Mas se alguém acredita, como o presente autor faz, que os paradigmas fundamentais da filosofia moderna do século XX e das ciências sociais têm sido gravemente falhos e falaciosos desde o início, incluindo a imitação das ciências físicas, então está certo clamar por uma reconstrução radical e fundamental de todas essas disciplinas, e pela abertura das atuais burocracias especializadas nas ciências sociais para uma crítica total de seus pressupostos e procedimentos.
De todas as ciências sociais, a economia foi a que mais sofreu com esse processo degenerativo, pois a economia é erroneamente considerada a mais “científica” das disciplinas. Os filósofos ainda leem Platão ou Kant em busca de insights sobre a verdade; teóricos políticos ainda leem Aristóteles e Maquiavel pelo mesmo motivo. Mas nenhum economista mais lê Adam Smith ou James Mill com o mesmo propósito. A história do pensamento econômico, antes exigida na maioria dos departamentos de pós-graduação, é agora uma disciplina que está morrendo rapidamente, reservada apenas aos antiquários. Estudantes de pós-graduação estão presos aos artigos de revistas acadêmicas mais recentes, a leitura de economistas publicados antes da década de 1960 é considerada uma diletante perda de tempo e qualquer questionamento de suposições fundamentais por trás das teorias atuais é seriamente desencorajado. Se há alguma menção a economistas mais antigos, é apenas em algumas pinceladas superficiais para descrever os precursores dos atuais Grandes Homens no campo. O resultado não é apenas que a economia está presa em um caminho tragicamente errado, mas também que as verdades fornecidas pelos grandes economistas do passado foram coletivamente esquecidas pela profissão, perdidas em uma forma de “buraco de memória” orwelliana.
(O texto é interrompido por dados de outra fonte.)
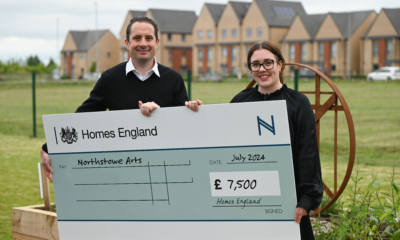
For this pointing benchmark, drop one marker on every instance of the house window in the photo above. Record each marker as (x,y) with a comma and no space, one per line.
(291,51)
(375,49)
(224,33)
(209,34)
(248,32)
(200,55)
(259,31)
(303,51)
(333,51)
(234,32)
(224,52)
(333,68)
(125,56)
(234,54)
(389,49)
(321,51)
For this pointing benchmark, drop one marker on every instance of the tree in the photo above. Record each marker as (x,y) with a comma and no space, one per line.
(93,67)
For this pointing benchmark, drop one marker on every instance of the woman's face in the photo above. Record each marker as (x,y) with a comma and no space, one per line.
(267,80)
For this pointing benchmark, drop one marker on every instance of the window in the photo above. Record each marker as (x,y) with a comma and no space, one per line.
(303,51)
(375,49)
(321,51)
(200,55)
(292,50)
(224,33)
(234,54)
(389,49)
(283,11)
(209,34)
(125,56)
(224,52)
(234,33)
(333,51)
(333,68)
(259,31)
(248,32)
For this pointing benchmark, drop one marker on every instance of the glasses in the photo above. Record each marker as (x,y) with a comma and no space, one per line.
(267,64)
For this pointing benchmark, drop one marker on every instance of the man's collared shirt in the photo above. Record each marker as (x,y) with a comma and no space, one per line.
(131,68)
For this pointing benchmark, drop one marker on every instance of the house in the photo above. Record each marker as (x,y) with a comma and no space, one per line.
(123,52)
(381,42)
(81,48)
(175,49)
(204,35)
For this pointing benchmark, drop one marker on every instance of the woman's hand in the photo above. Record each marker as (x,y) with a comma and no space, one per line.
(300,212)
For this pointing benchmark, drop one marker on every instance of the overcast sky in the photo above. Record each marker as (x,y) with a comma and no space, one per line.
(29,27)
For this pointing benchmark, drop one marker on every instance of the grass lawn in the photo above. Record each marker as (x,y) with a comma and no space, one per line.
(375,107)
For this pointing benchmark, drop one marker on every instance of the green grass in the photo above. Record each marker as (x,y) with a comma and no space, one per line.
(375,107)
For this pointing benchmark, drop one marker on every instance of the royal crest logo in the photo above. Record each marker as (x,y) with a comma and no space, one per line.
(69,135)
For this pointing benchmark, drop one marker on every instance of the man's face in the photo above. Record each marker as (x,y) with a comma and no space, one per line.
(142,43)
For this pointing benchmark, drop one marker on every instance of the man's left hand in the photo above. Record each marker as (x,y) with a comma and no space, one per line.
(300,212)
(194,105)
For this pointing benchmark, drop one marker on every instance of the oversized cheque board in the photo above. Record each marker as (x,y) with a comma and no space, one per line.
(224,172)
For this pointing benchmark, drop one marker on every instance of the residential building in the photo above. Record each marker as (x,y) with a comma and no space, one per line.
(204,35)
(80,51)
(123,52)
(175,49)
(381,42)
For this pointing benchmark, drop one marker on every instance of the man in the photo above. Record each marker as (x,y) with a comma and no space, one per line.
(139,83)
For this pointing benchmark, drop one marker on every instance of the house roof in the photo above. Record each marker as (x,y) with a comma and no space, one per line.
(342,21)
(240,9)
(174,21)
(280,13)
(135,13)
(215,10)
(312,22)
(84,40)
(394,17)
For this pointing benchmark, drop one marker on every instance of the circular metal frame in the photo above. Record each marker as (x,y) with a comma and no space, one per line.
(320,109)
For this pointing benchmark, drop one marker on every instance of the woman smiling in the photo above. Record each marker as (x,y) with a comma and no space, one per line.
(266,63)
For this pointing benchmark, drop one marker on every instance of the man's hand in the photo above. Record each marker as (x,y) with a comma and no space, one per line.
(46,165)
(300,212)
(148,108)
(194,105)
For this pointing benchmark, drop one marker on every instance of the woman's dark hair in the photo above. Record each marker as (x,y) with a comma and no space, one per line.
(141,19)
(273,49)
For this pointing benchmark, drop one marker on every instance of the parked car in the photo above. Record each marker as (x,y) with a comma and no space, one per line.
(211,77)
(385,73)
(92,76)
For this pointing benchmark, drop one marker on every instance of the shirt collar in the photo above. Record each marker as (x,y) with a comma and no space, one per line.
(130,67)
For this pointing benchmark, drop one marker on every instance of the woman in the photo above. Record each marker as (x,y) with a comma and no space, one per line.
(267,64)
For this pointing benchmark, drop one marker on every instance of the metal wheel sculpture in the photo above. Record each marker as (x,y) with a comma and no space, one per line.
(331,104)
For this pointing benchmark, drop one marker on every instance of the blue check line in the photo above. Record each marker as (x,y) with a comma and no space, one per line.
(172,149)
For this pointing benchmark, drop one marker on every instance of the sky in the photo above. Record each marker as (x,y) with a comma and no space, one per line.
(30,27)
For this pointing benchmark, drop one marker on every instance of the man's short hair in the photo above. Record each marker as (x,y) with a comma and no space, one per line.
(142,19)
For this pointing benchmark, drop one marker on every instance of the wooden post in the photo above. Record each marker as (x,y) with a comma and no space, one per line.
(46,190)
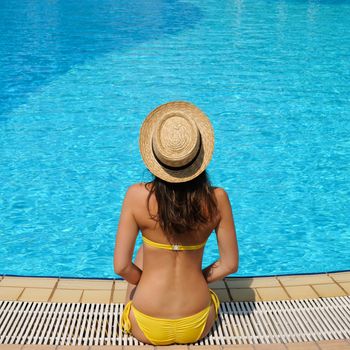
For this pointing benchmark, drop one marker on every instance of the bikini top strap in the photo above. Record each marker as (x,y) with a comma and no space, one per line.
(172,246)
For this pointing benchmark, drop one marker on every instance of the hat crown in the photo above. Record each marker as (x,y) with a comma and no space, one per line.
(176,139)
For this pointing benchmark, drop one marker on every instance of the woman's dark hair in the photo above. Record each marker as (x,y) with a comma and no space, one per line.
(183,207)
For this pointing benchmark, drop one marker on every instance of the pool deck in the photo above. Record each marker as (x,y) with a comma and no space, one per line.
(286,287)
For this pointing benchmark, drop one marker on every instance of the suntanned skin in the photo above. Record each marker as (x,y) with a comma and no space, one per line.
(170,284)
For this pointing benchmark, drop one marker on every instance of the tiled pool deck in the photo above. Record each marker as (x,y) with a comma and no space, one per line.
(231,289)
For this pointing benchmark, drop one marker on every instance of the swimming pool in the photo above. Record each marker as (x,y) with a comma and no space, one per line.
(77,81)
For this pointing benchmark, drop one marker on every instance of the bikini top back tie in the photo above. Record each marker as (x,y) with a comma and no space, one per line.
(174,247)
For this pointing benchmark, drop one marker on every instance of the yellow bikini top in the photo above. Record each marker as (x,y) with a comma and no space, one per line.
(172,246)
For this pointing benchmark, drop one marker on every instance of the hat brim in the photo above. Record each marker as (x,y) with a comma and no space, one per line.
(207,142)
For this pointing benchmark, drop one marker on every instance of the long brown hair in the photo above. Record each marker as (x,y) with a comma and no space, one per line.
(183,207)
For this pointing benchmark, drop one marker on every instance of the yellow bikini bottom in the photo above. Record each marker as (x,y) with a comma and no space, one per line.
(165,331)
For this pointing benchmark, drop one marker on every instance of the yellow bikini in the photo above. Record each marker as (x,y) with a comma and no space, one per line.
(165,331)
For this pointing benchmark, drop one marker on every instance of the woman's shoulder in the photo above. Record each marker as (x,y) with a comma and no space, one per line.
(220,195)
(219,191)
(138,190)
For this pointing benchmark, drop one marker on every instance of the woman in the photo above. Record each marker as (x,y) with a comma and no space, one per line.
(168,300)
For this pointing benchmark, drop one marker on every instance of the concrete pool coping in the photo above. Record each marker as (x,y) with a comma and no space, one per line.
(81,290)
(280,287)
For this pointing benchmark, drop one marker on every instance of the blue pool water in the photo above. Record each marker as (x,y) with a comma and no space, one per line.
(77,79)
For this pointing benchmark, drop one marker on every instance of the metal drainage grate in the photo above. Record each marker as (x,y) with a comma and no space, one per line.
(239,322)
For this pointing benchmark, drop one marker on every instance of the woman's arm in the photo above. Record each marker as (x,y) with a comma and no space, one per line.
(227,241)
(126,237)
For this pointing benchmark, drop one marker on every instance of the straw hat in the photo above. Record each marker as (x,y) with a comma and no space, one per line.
(176,141)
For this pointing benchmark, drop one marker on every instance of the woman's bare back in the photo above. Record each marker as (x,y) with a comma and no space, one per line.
(172,284)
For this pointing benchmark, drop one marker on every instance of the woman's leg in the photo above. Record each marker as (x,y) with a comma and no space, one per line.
(131,288)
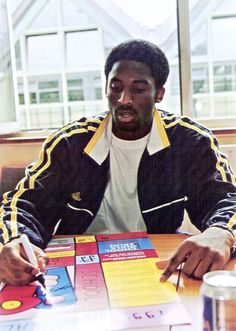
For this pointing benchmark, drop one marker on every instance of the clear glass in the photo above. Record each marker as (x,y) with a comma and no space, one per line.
(48,47)
(213,54)
(70,40)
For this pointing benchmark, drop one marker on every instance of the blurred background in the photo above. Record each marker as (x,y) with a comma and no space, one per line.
(52,56)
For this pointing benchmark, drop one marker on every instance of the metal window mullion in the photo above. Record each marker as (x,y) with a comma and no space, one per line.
(62,36)
(210,66)
(13,62)
(23,51)
(186,98)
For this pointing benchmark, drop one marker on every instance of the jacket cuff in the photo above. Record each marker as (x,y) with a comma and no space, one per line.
(224,227)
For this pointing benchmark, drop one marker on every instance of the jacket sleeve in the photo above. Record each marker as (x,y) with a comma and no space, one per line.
(34,206)
(210,186)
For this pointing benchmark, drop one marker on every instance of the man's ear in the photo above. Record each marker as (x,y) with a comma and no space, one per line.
(160,94)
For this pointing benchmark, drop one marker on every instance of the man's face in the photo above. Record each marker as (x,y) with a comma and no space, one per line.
(131,94)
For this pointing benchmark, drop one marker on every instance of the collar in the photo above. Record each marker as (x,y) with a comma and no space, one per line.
(99,145)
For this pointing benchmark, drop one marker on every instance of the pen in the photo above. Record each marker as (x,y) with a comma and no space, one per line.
(32,257)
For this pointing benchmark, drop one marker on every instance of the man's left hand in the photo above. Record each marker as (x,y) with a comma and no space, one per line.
(201,253)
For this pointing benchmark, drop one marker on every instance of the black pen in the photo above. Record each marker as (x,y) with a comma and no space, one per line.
(32,257)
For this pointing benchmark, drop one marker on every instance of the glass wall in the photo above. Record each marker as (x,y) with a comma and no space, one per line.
(60,51)
(213,58)
(61,45)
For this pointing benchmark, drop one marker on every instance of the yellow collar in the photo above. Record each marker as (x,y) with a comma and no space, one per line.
(99,145)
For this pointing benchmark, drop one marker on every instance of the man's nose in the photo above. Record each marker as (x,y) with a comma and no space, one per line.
(125,98)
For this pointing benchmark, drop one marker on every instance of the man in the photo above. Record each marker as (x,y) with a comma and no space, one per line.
(133,168)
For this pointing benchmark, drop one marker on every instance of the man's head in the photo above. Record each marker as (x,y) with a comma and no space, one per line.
(141,51)
(135,74)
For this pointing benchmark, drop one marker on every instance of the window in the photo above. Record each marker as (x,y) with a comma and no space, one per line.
(75,90)
(60,49)
(7,104)
(213,68)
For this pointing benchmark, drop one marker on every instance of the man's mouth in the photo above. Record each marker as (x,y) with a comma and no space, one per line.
(125,115)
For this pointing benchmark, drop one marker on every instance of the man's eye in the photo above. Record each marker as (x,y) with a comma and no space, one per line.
(139,90)
(115,87)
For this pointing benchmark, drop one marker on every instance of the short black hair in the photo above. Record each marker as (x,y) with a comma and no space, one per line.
(141,51)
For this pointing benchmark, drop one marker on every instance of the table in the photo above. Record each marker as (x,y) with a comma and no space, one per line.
(166,245)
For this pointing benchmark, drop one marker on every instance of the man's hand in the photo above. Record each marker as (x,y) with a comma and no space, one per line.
(201,253)
(14,267)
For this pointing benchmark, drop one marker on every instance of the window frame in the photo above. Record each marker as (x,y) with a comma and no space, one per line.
(186,92)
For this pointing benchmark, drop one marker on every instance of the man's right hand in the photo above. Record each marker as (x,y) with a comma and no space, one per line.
(14,266)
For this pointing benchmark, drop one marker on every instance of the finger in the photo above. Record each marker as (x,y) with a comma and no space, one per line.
(180,256)
(43,261)
(217,264)
(192,262)
(162,264)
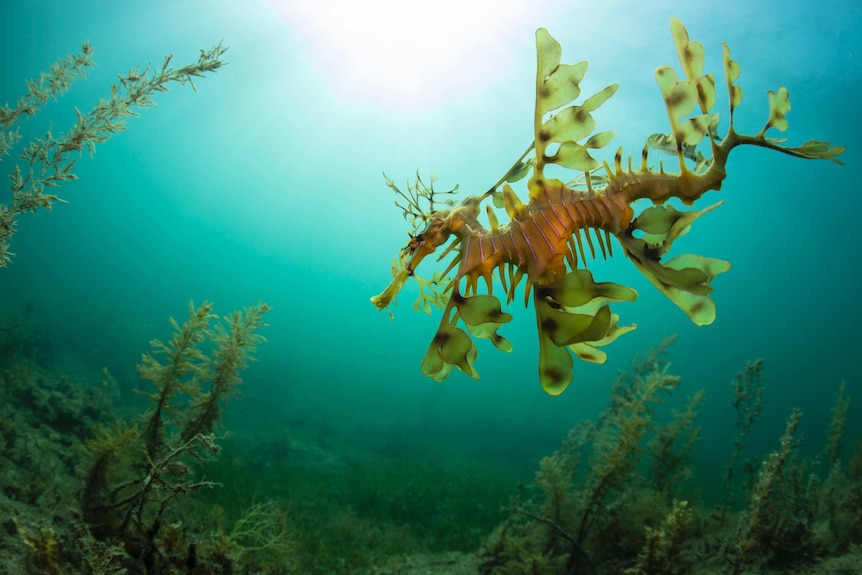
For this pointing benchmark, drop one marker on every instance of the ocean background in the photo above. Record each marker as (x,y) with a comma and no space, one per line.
(266,184)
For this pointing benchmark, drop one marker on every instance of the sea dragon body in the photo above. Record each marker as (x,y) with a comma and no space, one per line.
(544,239)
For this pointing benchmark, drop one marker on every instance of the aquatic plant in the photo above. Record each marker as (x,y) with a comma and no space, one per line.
(589,494)
(748,403)
(136,473)
(543,243)
(49,161)
(758,529)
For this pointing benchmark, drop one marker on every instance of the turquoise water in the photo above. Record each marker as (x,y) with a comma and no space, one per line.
(266,184)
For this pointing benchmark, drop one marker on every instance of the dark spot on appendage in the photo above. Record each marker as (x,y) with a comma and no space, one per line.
(554,374)
(441,338)
(675,99)
(549,325)
(582,116)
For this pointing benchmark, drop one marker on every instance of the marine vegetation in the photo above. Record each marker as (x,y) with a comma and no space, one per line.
(49,161)
(615,498)
(137,471)
(543,241)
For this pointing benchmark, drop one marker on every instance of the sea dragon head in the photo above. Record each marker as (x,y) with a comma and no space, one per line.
(431,228)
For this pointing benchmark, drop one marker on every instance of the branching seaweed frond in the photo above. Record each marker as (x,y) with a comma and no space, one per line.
(49,161)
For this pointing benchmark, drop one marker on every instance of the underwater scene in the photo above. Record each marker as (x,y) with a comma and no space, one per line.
(619,336)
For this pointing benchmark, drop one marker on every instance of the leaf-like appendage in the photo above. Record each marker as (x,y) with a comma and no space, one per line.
(819,150)
(690,53)
(574,156)
(573,312)
(706,92)
(779,105)
(561,87)
(483,317)
(570,124)
(451,346)
(731,74)
(691,131)
(679,96)
(556,86)
(548,52)
(592,103)
(600,140)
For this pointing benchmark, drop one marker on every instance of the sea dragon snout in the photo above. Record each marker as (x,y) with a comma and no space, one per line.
(543,243)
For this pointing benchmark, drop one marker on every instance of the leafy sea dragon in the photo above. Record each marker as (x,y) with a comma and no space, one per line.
(542,244)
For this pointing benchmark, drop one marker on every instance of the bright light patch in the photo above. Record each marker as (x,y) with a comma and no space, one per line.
(406,53)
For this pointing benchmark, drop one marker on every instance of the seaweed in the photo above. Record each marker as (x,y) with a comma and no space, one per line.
(137,472)
(586,495)
(614,498)
(49,161)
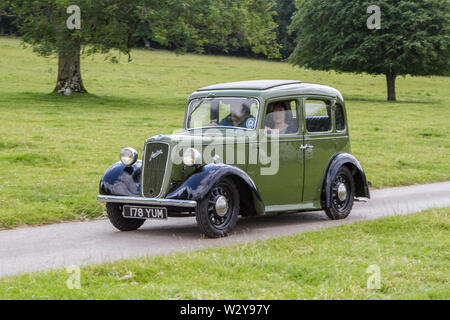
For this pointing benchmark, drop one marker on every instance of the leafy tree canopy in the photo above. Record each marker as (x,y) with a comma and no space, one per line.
(413,38)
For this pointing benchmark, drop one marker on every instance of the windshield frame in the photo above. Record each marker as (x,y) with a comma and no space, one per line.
(189,107)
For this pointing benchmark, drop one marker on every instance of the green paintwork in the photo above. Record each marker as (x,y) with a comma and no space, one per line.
(298,183)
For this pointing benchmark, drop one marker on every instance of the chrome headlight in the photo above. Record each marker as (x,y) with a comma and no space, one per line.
(191,157)
(128,156)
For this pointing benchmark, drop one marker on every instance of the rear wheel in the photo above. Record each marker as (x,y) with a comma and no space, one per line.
(218,211)
(342,192)
(114,211)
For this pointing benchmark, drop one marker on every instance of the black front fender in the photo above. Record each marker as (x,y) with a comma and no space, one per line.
(120,180)
(345,159)
(197,186)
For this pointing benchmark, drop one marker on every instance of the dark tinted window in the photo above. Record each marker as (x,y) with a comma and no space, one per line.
(340,118)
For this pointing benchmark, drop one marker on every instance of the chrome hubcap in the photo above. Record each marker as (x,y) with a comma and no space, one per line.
(221,206)
(342,192)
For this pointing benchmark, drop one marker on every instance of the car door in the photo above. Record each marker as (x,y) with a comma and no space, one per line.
(282,190)
(319,145)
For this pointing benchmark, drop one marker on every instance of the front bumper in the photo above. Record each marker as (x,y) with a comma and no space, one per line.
(174,203)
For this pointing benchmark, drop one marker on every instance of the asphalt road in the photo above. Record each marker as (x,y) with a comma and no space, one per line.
(80,243)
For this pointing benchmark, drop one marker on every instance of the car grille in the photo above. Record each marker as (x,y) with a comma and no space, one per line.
(154,168)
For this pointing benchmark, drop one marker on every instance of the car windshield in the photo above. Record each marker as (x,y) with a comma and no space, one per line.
(223,112)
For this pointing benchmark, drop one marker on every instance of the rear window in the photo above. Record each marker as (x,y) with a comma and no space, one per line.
(340,118)
(318,116)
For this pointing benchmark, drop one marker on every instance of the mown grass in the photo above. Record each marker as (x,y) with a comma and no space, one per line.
(53,149)
(412,253)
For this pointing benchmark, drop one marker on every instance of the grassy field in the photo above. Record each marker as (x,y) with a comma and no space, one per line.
(53,149)
(412,253)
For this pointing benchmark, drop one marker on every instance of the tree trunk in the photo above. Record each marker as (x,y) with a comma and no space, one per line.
(69,72)
(390,78)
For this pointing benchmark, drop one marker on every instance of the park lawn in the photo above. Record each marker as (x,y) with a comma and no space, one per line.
(54,150)
(412,253)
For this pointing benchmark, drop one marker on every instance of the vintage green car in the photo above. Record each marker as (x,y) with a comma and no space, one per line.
(247,148)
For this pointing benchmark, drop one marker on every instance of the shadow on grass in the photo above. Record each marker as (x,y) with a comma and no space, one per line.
(85,100)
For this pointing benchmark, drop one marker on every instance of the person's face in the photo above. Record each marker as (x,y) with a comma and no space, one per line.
(279,115)
(237,112)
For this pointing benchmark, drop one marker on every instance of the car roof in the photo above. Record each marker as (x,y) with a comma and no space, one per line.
(266,89)
(249,85)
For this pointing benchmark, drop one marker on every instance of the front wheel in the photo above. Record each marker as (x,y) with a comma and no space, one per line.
(114,211)
(218,211)
(342,194)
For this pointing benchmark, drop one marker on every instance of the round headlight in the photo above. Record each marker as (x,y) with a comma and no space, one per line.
(191,157)
(128,156)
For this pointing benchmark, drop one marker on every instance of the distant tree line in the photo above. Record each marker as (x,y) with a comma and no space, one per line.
(413,36)
(253,28)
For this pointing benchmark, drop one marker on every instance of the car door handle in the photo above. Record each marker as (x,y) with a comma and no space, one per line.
(305,147)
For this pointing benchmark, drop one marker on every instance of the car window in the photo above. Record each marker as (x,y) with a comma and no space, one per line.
(318,116)
(340,118)
(223,112)
(282,116)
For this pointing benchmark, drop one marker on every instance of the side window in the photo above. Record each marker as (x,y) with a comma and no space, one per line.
(318,116)
(340,118)
(282,116)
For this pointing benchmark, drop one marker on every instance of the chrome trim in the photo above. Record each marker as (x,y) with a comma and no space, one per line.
(221,206)
(148,201)
(165,169)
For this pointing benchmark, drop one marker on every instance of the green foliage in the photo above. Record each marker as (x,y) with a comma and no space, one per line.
(224,26)
(285,36)
(413,39)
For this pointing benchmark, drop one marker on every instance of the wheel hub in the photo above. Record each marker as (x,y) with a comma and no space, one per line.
(221,206)
(342,191)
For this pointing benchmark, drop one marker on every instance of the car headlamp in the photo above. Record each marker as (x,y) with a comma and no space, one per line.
(128,156)
(191,157)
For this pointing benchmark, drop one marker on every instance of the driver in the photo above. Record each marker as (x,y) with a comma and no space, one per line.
(239,117)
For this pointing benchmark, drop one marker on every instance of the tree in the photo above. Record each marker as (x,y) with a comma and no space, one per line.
(285,37)
(6,18)
(189,25)
(413,38)
(237,27)
(105,25)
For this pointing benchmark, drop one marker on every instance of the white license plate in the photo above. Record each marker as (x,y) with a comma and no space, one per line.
(144,212)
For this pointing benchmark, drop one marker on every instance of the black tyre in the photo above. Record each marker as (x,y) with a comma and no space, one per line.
(114,211)
(342,195)
(218,211)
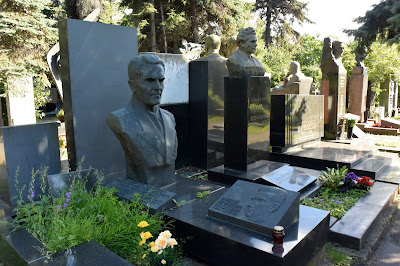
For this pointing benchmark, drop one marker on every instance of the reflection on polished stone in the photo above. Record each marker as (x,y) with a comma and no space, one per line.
(289,178)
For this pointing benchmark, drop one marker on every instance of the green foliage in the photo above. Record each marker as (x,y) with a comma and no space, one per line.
(79,216)
(383,61)
(26,35)
(337,203)
(333,178)
(203,194)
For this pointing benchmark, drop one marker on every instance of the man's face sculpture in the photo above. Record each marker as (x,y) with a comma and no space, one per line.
(249,45)
(149,87)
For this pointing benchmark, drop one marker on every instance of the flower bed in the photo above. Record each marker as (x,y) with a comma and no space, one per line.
(341,190)
(79,216)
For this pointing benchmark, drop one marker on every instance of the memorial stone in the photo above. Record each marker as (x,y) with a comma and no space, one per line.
(23,149)
(333,86)
(154,198)
(257,207)
(296,119)
(95,83)
(358,88)
(20,101)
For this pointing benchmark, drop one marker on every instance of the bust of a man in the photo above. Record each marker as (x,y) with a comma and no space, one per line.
(146,132)
(212,46)
(241,63)
(294,75)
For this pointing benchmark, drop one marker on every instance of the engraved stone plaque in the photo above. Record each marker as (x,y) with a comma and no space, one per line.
(257,207)
(289,178)
(152,197)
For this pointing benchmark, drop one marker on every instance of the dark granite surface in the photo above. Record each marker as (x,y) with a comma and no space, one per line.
(257,207)
(247,121)
(26,148)
(156,199)
(289,178)
(301,122)
(94,64)
(88,253)
(222,243)
(255,171)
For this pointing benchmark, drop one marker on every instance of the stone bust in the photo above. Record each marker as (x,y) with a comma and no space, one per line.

De todas as tragédias provocadas por essa amnésia coletiva na economia, a maior perda para o mundo é o eclipse da “Escola Austríaca”. Fundada nas décadas de 1870 e 1880, e ainda praticamente sem vida, a Escola Austríaca sofreu muito mais abandono do que as outras escolas de economia por uma variedade de razões poderosas. Em primeiro lugar, é claro, ela foi fundada há um século, o que na era científica atual é em si suspeito. Em segundo lugar, a Escola Austríaca desde o início foi conscientemente filosófica em vez de “cientificista”, muito mais preocupada com metodologia e epistemologia do que outros economistas modernos, os austríacos logo chegaram a uma oposição de princípio ao uso da matemática ou de “testes estatísticos” na teoria econômica. Ao fazer isso, eles se colocaram em oposição a todas as tendências positivistas que imitam as ciências naturais deste século. Terceiro, significava, além disso, que os austríacos continuavam a escrever tratados fundamentais, enquanto outros economistas se voltavam para artigos estreitos e orientados para a matemática. E, ao enfatizar o indivíduo e suas escolhas, tanto metodológica quanto politicamente, os austríacos estavam se opondo também ao holismo e ao estatismo deste século.
Essas três divergências radicais das tendências atuais foram suficientes para impelir os austríacos ao esquecimento imerecido. Mas havia outro fator importante, que à primeira vista pode parecer banal: a barreira do idioma. É notório no mundo acadêmico que, apesar dos “testes de linguagem” em contrário, nenhum economista ou cientista social americano (ou inglês) consegue realmente ler uma língua estrangeira. Consequentemente, a aceitação da economia baseada no exterior deve depender dos caprichos da tradução. Dos grandes fundadores da Escola Austríaca, a obra de Carl Menger, das décadas de 1870 e 1880, permaneceu sem tradução para o inglês até a década de 1950; o aluno de Menger, Eugen von Böhm-Bawerk, se saiu muito melhor, mas mesmo sua obra completa não foi traduzida até o final dos anos 1950. O grande aluno de Böhm-Bawerk, Ludwig von Mises, o fundador e diretor da escola “neoaustríaca”, se saiu quase tão mal quanto Menger. Sua obra clássica Teoria do Dinheiro e do Crédito, publicada em 1912, que aplicava a economia austríaca aos problemas monetários e bancários, e que continha as sementes de uma teoria dos ciclos econômicos radicalmente nova (e ainda amplamente desconhecida), teve grande influência no continente da Europa, mas permaneceu sem tradução até 1934. Nessa época, o trabalho de Mises seria rapidamente enterrado na Inglaterra e nos Estados Unidos pelo furor da “Revolução Keynesiana”, que estava em polos opostos da teoria de Mises. O livro de Mises de 1928, Geldwertstabilisierung und Konjunkturpolilik, que previu a Grande Depressão com base em sua teoria do ciclo econômico desenvolvida, permanece sem tradução até hoje. O monumental tratado sistemático de Mises, Nationalökonomie, integrando a teoria econômica com base em uma epistemologia básica sólida, foi esquecido também por ter sido publicado em 1940, em meio a uma Europa dilacerada pela guerra. Mais uma vez, sua tradução para o inglês como Ação Humana (1949) veio em um momento no qual a economia havia definido sua face metodológica e política em uma direção radicalmente diferente e, portanto, o trabalho de Mises, como no caso de outros desafios aos paradigmas fundamentais da ciência, não foi refutada ou criticada, mas simplesmente ignorada.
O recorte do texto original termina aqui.